Updated on: 06 July,2012 10:29 AM IST  | 
Kumar Saurav |

Steer clear of these blasphemies in bed if you want to please with ease

What no one told you not to do in bed

Bravehearts would confess how their irritated partners have suddenly made them run through catalogues of bedroom errors. Yes, you can afford to not match up to expectations occasionally, but to do it often and shamelessly is a sure spoiler as far as your sex life is concerned. Read through our inventory of mistakes that you can't afford to make when at it. Yeah, no one must've told you about many of them, so here goes.

Sex and relationships, Never do this in the bedroom


Squeeze easy
Her nipples are no radio knobs. So stop tuning them ruthlessly. Her hurt will turn the session into hell. Try to focus on the whole hill, not just the peak if you're to peak at you know what.


Explore the rest
Men mostly believe in the breasts and genitals as focal points. Women simply hate that. There're parts left untouched for weeks, if not ages. Try exploring those, and she'll love you for that.


Dirty business
Just after ejaculation, men either retire to bed, or go to the washroom for cleaning and stuff.

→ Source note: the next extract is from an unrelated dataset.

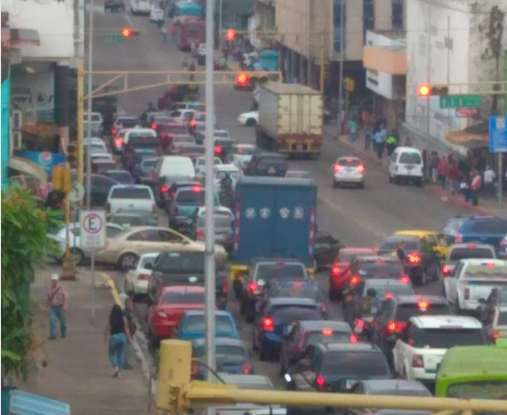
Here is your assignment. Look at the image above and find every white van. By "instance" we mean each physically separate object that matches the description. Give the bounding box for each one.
[153,156,195,207]
[389,147,424,187]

Since you're not going to use the same condom again, and you wore it, why can't you dispose it yourself? Same goes for women who use tissues.

Preliminary round
If you know swimming, you would know that you first stand on the mark and then dive, not jump directly like a first timer. The same goes when you're in bed. Stop making a sudden spree for the erogenous zones, make sure you both are well warmed up, first. Use some foreplay, do the peacock dance, leave her pining for you.

Be speedy, not rash
There's a difference between being hard and being tough. You don't want to end up leaving each other with bruises, do you? Keep the pressure consistent. Don't overdo it.

No breakers, please
For men, it's easy to get into the mood again after a few minutes of rest, but women are back to square one once they lose the pick up. So keep going at all costs, don't give her a chance to relax.

Undress circle
Whosoever is in charge must keep in mind that the partner doesn't want to look bad while being brought to nothing. So remove the clothes slowly, interspersed with kisses and caresses. Make sure he/she feels good about the bod, and please keep the lights low. And the full length mirrors away, unless that's a fetish.

Sex ain't bookish
So, you've read a lot of love and sex stuff. unfortunately, practicals are a different game altogether. The more spontaneous, the better. Be original rather than preachy. That works each time.

Don't force anything
Don't impose your desires of oral sex or certain positions too much on your partner. It can be an instant turn-off. Not everyone likes it the way you do. And the sooner you realise that, the better.

Be thankless
You can still be 'giving', but if you're thanking him or her for the time spent, you're probably making her feel like a charitable trust. Stop it.

Raise the alarm
When your jack is parked in her harbour, it's better to warn her before ejaculation, because releasing semen on her means more laundry bill and irritation, perhaps. Unless he or she is a porn star.

Mistake myths
>>Your husband might not be as desperate as you think he is. The belief that men think about sex every seven seconds doesn't hold strong ground. According to the Kinsey Report of sexual behaviour in males, 54 percent of men think about sex every day or several times a day, 43 percent a few times a week or a few times a month, and 4 percent less than once a month.

>>All the stories about a sex deprived man and an dissatisfied woman may not be true, because studies have proved that the moment a woman enters a steady relationship, her sex drive starts falling. A 4-year study in Germany proved that less than half of their women wanted regular sex.

>>Contrary to women, men are able to secure their libido, come what may. In the same German study, 90 per cent of women yearned for care, but only 25 per cent men who've been committed for more than 10 years felt the same.